Мы рассчитывали дать кое–какие разъяснения по поводу этой причинно–следственной связи в «Предуведомлении», основываясь на наших наблюдениях. Однако ограничились лишь тем, что безо всяких объяснений стали использовать понятие возбуждения, которое необходимо излить или отреагировать[7]. Это понятие, будучи основополагающим для теории истерии и учения о неврозах в целом, тем не менее требует и заслуживает более тщательного изучения. Прежде чем приступить к этому исследованию, я хотел бы принести извинения за то, что нам придется опять затронуть основные вопросы, связанные с устройством нервной системы. Подобное «нисхожденье к Матерям»[8] всегда действует немного угнетающе; однако когда пытаешься докопаться до корней какого–то явления, волей–неволей приходится продвигаться вглубь. Прошу поэтому проявить снисхождение к нижеследующим соображениям, которые поначалу могут показаться запутанными!
А. Как известно, сон без сновидений и бодрствование, при котором сознание остается совершенно ясным, представляют собой два предельных состояния центральной нервной системы. Между ними располагаются всевозможные переходные состояния, при которых степень ясности сознания более или менее снижена. В данном случае нас интересуют не психические (химические или вазомоторные) факторы, которыми обусловлен сон, и не его предназначение, а коренные различия между сном и бодрствованием.
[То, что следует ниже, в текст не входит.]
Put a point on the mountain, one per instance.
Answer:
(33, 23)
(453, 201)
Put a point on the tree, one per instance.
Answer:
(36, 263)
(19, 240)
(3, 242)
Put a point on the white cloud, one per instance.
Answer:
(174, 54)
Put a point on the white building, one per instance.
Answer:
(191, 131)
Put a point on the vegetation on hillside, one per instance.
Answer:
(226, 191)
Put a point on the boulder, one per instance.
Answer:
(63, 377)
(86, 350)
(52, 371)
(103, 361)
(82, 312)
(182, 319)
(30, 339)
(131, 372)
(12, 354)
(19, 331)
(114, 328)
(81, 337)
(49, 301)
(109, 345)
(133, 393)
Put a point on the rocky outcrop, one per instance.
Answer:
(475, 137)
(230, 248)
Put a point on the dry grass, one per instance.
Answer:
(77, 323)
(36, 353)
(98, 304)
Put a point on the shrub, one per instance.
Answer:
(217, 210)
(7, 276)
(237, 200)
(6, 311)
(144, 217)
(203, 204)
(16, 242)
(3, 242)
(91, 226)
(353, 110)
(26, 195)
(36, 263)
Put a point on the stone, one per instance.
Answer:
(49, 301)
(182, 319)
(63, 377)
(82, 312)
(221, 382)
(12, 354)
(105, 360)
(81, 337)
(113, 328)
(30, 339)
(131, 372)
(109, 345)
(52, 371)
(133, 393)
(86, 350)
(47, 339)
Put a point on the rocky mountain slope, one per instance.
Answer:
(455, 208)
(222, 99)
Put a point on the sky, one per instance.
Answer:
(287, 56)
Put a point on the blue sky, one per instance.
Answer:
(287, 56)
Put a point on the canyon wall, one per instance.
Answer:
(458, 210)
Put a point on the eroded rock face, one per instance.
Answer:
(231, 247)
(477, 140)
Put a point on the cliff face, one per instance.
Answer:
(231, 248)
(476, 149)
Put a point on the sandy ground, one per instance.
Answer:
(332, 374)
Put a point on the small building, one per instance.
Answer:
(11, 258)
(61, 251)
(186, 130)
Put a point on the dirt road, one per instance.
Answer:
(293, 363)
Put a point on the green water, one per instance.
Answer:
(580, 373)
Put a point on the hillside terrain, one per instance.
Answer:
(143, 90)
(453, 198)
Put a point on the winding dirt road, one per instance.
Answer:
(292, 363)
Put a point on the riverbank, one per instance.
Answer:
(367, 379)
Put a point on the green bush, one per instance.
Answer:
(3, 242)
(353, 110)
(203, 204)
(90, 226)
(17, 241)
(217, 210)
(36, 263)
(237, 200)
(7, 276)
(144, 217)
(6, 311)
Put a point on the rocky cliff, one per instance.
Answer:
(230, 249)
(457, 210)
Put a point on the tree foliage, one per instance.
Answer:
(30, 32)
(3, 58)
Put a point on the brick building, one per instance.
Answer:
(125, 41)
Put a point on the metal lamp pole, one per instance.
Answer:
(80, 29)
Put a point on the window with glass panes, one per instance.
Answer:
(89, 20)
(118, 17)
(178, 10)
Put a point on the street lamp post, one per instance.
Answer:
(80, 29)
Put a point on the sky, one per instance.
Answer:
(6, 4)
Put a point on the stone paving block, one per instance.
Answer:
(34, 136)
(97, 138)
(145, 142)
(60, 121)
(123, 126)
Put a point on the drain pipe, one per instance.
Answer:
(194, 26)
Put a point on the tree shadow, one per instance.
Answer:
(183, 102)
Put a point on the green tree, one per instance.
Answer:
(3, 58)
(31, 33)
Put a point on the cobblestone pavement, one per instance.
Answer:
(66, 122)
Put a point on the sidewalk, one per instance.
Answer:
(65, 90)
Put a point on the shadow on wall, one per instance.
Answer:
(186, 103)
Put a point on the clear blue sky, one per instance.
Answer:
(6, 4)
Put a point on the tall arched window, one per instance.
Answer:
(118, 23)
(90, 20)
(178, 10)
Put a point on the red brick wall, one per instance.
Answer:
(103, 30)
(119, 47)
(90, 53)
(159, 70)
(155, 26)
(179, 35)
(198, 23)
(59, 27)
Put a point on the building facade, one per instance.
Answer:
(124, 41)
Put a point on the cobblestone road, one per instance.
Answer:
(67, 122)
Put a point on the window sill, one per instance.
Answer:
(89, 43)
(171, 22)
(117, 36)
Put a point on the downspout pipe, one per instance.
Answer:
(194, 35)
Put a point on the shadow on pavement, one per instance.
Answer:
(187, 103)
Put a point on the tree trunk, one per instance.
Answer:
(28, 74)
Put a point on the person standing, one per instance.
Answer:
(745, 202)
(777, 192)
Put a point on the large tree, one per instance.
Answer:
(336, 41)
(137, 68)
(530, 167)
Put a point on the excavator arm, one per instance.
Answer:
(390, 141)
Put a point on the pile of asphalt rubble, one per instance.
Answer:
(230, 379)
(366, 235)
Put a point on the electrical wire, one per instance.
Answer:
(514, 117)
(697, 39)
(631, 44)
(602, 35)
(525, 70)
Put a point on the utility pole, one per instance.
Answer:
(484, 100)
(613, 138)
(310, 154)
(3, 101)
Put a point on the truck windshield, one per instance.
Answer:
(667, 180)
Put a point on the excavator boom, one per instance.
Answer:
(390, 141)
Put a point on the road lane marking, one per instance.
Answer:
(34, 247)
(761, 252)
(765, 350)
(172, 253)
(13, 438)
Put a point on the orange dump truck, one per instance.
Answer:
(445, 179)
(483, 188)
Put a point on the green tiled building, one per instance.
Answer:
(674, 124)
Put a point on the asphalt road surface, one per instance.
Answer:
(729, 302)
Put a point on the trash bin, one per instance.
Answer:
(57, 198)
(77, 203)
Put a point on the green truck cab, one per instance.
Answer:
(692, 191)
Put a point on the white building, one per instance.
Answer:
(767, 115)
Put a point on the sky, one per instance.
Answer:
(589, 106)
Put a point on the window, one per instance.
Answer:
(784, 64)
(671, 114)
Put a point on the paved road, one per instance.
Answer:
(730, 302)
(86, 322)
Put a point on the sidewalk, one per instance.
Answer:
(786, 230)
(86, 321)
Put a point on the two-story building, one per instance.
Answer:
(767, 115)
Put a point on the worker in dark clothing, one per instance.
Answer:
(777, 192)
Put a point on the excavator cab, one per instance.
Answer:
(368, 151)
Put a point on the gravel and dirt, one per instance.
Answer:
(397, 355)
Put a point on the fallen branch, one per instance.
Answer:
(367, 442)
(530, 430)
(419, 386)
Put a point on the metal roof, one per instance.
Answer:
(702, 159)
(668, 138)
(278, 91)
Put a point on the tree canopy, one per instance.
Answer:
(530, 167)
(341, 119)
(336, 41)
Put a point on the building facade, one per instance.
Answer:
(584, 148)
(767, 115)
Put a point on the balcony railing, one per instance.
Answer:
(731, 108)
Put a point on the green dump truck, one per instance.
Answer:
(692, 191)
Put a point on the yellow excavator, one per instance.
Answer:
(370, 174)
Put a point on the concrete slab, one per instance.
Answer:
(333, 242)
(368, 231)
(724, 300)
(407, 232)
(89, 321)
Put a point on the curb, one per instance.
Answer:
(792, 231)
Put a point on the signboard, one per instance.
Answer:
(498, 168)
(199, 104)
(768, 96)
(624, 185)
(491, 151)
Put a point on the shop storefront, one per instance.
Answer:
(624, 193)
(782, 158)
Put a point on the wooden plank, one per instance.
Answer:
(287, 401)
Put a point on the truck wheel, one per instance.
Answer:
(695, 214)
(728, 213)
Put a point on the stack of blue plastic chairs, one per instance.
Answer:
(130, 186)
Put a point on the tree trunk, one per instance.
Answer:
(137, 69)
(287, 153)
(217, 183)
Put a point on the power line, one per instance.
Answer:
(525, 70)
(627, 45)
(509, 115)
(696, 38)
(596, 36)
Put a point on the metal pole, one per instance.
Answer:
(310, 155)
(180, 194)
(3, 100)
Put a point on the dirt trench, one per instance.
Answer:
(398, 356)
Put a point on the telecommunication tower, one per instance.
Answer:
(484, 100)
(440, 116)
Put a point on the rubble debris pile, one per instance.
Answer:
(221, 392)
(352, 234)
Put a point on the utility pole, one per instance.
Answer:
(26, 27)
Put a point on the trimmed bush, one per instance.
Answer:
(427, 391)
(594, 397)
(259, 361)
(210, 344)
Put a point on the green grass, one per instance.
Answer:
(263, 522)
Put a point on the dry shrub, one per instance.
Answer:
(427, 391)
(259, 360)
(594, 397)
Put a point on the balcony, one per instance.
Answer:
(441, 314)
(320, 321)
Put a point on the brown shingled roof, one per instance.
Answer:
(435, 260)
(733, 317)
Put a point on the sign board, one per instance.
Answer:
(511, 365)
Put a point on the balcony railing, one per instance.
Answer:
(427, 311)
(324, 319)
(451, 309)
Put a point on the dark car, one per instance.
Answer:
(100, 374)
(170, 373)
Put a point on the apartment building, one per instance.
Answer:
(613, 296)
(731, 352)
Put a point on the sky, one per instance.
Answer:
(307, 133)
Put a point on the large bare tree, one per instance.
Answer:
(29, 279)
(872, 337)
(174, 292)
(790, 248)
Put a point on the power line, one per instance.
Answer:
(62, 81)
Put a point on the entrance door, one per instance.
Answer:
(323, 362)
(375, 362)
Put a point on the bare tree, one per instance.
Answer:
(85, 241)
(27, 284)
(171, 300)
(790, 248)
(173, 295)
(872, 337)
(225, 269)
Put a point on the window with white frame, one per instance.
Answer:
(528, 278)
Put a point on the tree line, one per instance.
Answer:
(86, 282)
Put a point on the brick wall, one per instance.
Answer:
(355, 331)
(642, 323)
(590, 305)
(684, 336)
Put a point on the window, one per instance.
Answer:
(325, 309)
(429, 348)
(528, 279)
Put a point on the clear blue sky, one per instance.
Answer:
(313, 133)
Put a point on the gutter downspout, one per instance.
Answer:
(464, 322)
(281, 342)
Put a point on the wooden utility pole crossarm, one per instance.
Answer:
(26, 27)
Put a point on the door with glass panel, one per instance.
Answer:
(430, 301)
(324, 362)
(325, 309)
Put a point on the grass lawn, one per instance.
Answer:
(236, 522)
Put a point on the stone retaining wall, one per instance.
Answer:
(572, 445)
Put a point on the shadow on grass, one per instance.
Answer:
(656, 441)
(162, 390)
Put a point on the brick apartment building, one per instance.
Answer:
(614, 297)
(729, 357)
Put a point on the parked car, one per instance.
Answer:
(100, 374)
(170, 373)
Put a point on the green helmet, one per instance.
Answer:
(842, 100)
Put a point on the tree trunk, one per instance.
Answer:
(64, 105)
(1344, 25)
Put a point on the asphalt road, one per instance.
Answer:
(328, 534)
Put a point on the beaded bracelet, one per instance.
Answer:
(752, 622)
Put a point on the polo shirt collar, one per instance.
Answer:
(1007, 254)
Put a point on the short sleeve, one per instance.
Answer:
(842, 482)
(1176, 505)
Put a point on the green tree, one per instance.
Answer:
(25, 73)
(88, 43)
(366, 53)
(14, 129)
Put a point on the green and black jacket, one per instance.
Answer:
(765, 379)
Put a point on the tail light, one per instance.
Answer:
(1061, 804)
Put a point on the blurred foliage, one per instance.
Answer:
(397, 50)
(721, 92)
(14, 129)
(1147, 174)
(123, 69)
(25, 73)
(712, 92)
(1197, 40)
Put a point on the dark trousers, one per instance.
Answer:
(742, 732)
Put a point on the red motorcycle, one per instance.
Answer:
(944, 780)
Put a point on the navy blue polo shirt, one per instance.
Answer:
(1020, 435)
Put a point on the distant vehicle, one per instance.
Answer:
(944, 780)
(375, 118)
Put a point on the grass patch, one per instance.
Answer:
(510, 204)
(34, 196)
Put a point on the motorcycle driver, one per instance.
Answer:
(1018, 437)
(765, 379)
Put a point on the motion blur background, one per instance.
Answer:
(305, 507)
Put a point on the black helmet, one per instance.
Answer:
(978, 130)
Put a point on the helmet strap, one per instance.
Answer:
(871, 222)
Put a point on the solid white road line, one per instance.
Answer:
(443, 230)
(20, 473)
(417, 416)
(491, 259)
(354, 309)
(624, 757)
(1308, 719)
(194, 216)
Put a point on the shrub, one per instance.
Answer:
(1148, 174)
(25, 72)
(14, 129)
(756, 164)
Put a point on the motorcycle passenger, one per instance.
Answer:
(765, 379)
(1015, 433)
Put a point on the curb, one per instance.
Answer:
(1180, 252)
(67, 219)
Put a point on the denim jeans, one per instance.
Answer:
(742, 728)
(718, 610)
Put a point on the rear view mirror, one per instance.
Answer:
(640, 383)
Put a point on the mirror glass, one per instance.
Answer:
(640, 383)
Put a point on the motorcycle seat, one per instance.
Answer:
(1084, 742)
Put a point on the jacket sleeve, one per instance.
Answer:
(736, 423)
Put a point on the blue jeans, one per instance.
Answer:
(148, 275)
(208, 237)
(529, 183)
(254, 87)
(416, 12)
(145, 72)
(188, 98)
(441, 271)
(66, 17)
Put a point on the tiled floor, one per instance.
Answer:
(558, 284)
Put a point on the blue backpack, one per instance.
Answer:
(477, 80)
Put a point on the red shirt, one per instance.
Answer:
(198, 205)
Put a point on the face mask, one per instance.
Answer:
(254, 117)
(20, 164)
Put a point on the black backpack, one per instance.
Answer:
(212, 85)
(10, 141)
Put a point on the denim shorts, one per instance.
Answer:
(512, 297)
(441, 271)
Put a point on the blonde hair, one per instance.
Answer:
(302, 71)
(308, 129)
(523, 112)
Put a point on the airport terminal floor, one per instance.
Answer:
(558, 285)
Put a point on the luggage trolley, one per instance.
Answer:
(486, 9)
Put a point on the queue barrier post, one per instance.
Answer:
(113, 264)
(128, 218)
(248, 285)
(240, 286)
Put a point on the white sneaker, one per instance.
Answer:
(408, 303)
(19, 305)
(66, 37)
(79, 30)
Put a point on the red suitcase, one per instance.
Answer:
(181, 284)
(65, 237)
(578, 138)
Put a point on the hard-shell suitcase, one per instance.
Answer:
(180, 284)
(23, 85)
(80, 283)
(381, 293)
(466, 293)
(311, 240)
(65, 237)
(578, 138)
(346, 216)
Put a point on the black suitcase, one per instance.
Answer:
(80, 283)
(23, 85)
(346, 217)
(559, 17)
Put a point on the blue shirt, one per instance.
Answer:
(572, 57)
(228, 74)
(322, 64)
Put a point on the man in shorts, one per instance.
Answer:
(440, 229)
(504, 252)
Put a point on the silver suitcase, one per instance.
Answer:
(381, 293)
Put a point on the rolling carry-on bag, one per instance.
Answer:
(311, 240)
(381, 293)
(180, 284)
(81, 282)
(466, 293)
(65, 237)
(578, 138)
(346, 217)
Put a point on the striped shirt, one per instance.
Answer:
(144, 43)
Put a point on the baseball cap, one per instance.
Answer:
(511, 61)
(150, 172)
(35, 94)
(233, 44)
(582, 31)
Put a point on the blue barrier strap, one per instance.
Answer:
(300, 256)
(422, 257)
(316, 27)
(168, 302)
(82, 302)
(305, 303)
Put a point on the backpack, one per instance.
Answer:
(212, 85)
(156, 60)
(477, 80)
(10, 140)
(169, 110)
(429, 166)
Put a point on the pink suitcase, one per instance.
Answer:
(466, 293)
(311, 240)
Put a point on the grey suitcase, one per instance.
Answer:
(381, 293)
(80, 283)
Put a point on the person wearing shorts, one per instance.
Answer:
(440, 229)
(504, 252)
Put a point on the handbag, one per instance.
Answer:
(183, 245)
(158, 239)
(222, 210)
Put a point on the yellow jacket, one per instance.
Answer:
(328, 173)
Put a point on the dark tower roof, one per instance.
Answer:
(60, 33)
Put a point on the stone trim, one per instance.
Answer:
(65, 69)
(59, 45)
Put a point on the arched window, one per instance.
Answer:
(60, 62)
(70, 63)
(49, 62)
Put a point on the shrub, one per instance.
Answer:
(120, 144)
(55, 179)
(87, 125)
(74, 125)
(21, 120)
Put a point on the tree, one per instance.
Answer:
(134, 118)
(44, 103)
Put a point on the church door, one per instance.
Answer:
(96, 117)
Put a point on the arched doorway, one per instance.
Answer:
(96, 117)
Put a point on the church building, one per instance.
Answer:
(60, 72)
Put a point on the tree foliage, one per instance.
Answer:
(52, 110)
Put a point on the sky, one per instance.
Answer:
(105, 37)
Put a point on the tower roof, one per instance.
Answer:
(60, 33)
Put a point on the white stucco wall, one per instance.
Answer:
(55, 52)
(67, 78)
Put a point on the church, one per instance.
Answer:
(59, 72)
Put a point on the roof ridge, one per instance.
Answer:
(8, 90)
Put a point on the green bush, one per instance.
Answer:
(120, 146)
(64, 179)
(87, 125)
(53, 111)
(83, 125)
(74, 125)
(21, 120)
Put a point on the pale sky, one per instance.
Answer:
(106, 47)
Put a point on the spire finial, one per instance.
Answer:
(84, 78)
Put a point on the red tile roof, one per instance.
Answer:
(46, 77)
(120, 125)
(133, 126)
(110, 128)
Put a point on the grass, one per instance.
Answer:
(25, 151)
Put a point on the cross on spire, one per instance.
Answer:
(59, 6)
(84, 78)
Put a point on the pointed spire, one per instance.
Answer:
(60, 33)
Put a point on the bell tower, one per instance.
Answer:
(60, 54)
Мы не можем судить о глубоком сне на основании опыта, поскольку состояние беспамятства, в котором мы в этот момент пребываем, не позволяет вести какие бы то ни было непосредственные наблюдения. Что же касается сна со сновидениями, то мы знаем, что человеку, пребывающему в таком состоянии, кажется, будто он совершает произвольные движения, говорит, ходит и т. д., но это не вызывает произвольное сокращение мышц, какое происходит во время бодрствования; знаем мы и о том, что раздражение, воздействующее во время сна на органы чувств, доступно перцепции (поскольку такие ощущения зачастую проникают в сновидение), но, скорее всего, недоступно апперцепции, то есть сознательному восприятию, и если во время бодрствования вслед за одним представлением в памяти всплывают все связанные с ним представления, то во время сна неподвижными остаются целые пласты воспоминаний (например, снится, что беседуешь с покойным, но не можешь вспомнить о том, что он уже умер); нам известно, что во сне могут разом возникать несовместимые представления, сдерживающие друг друга во время бодрствования, а значит, связи между представлениями во время сна ослаблены. Поэтому мы вправе предположить, что во время глубокого сна связь между психическими элементами вообще отсутствует.